Le professeur Julia Schmale du Laboratoire de recherche sur les environnements extrêmes (EERL) de l'EPFL en Suisse a pu utiliser cette nouvelle méthode pour étudier les aérosols des régions arctiques et antarctiques afin de comprendre leur influence sur le climat. Les nouveaux capteurs sont si sensibles et en même temps si transportables qu'il a été possible de les faire monter sur des ballons captifs dans les régions polaires afin d'étudier la répartition verticale des particules atmosphériques et leur composition chimique.

"Grâce à la grande sensibilité de notre méthode, l'équipe de Julia Schmale peut étudier la composition chimique des particules avec une haute résolution temporelle. Il est désormais possible, en quelque sorte, d'observer à l'aide de ballons captifs comment la composition chimique des particules d'aérosols évolue sur de très courtes périodes et comment elles se répartissent verticalement à la surface de la Terre et en altitude - ce qui était pratiquement impossible avec les méthodes précédentes", explique Josiane P. Lafleur, directrice d'Invisible-Light Labs.

La technologie fonctionne aussi parfaitement avec les liquides : le groupe de Silvan Schmid à l'université technique de Vienne a analysé 100 nanolitres d'eau de thé - environ un millième d'une goutte. Et dans cette quantité minuscule, ils n'ont pas seulement trouvé des particules de thé, ils ont même pu détecter des résidus de nylon du sachet de thé.

"Nous avons ainsi démontré que notre méthode permettait de faire un important bond en avant dans l'analyse environnementale", explique Silvan Schmid. "En collaboration avec Invisible-Light Labs, nous voulons maintenant continuer à travailler à la commercialisation de cette technique et ainsi, nous l'espérons, contribuer à une protection plus efficace de l'environnement".

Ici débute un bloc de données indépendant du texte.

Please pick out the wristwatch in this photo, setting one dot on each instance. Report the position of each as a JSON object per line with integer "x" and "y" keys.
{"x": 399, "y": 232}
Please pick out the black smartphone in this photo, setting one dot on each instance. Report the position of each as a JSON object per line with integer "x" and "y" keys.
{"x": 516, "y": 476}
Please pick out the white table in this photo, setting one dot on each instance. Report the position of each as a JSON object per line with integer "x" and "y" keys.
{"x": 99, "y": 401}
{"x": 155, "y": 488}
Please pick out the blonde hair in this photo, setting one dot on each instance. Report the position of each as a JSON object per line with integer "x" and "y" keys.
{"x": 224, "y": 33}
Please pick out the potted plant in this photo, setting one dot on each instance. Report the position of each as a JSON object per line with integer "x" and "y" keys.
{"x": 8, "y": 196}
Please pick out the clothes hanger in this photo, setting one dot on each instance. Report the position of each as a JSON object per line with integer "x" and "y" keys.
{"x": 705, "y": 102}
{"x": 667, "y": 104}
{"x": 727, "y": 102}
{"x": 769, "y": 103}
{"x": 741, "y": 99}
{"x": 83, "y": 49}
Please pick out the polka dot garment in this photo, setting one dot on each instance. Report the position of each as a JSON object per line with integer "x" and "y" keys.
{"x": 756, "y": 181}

Note: Cet article a été traduit à l'aide d'un système informatique sans intervention humaine. LUMITOS propose ces traductions automatiques pour présenter un plus large éventail d'actualités. Comme cet article a été traduit avec traduction automatique, il est possible qu'il contienne des erreurs de vocabulaire, de syntaxe ou de grammaire. L'article original dans Allemand peut être trouvé ici.